Cross-posted at WLF’s contributor page

  • “They keep my belly full.”
  • “I like the simple ingredient list.”
  • “It’s offered in many flavors.”
  • “They are very edible.”

Those are all very good reasons why people buy Cheerios. They are not, however, good reasons to file a class action lawsuit against the maker of Cheerios, General Mills, for damages. Thankfully, that’s what a federal district court judge in New Jersey essentially found on September 10 in In re Cheerios Marketing and Sales Practice Litigation. The opinion is marked as “Not for Publication,” but Judge Sheridan’s reasoning on the issue of standing to sue is very instructive for other food and beverage companies facing consumer class actions.

The decision arose from a number of class action lawsuits filed in different federal courts and consolidated in the District of New Jersey. The claims piggybacked off of a 2009 Food & Drug Administration (FDA) warning letter. FDA informed General Mills that the company could not make specific cholesterol reduction claims about Cheerios without submitting the product to the formal drug approval process. General Mills made immediate changes to Cheerios labeling and marketing, but the class action lawyers pounced anyway, arguing that their clients either purchased Cheerios mistakenly relying on the cholesterol claims or paid more for Cheerios than they were worth.
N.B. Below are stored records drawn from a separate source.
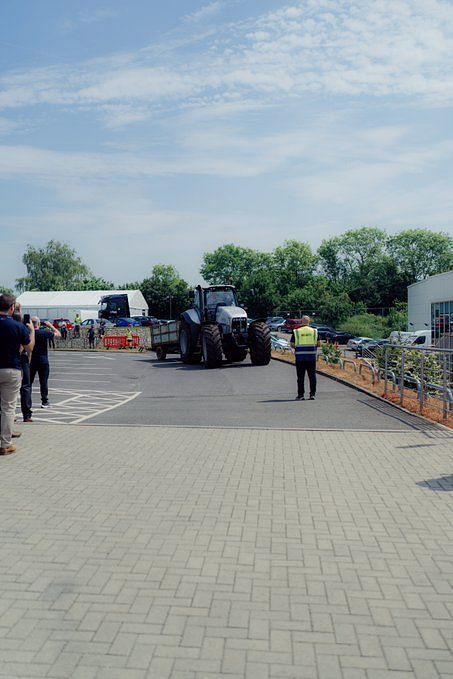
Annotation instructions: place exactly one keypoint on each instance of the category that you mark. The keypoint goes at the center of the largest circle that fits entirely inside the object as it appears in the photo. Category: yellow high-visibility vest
(305, 343)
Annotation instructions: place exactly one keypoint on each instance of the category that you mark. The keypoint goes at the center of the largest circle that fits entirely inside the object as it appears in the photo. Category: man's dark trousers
(303, 367)
(25, 387)
(42, 368)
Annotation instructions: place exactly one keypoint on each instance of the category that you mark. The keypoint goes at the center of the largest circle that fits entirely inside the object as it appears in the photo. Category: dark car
(369, 348)
(325, 332)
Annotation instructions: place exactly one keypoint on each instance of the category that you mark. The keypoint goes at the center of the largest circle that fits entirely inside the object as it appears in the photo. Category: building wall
(421, 295)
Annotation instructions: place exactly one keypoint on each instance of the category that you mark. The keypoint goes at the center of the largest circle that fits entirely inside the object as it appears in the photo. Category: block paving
(156, 552)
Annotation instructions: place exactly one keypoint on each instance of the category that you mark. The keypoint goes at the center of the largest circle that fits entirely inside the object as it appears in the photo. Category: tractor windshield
(224, 297)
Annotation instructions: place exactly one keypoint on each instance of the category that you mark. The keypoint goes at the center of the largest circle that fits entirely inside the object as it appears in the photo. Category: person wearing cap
(305, 342)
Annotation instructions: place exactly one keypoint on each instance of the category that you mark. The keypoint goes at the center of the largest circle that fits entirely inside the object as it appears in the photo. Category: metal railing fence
(429, 371)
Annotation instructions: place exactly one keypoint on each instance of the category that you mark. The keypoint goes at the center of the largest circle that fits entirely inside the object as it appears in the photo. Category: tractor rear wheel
(260, 343)
(186, 345)
(211, 345)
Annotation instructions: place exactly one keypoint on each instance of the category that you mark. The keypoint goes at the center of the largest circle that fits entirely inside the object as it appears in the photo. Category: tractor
(217, 326)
A year ago, Judge Sheridan denied General Mills’s motion to dismiss and ordered limited discovery to determine, in part, what motivated plaintiffs’ purchases of Cheerios. After discovery ended, General Mills moved for summary judgment.

Citing to some of the above statements, which were made by plaintiffs during discovery, Judge Sheridan found that the class action representatives couldn’t prove injury-in-fact, and thus lacked standing to sue. No full refund for the product was due to the plaintiffs because some of them continued to consume Cheerios after learning of the “deception,” while others bought Cheerios for reasons other than its claimed cholesterol-lowering benefits. The plaintiffs also could not receive “benefit of the bargain” damages in part for the same reasons they couldn’t get a full refund (no reliance, kept eating Cheerios), and in part because they offered no estimate of any loss or overpayments.

Finally, the court found plaintiffs could not claim disgorgement of profits. Judge Sheridan stated that disgorgement is only available for acts of conscious wrongdoing. The federal rules for product health claims are uncertain enough that General Mills was legitimately “surprised” that FDA would require drug approval for Cheerios, and thus the company was not a conscious wrongdoer.  The judge added that disgorgement is “often ordered when no other form of relief will compensate for the injury.” Because General Mills addressed its alleged misstatements after FDA complained and were in further talks with FDA, the court said, “the wrong will be remedied in some fashion through regulatory intervention.”

Often, the last thing targets of these types of consumer class actions want is to be subject to discovery. But General Mills succeeded in having the scope of discovery limited, and took advantage of the chance to scrutinize the plaintiffs’ motivation for buying their product. Fortunately, Judge Sheridan properly applied the legal principles of standing to dismiss the claims, an action that hopefully won’t go unnoticed by class action lawyers or other federal judges.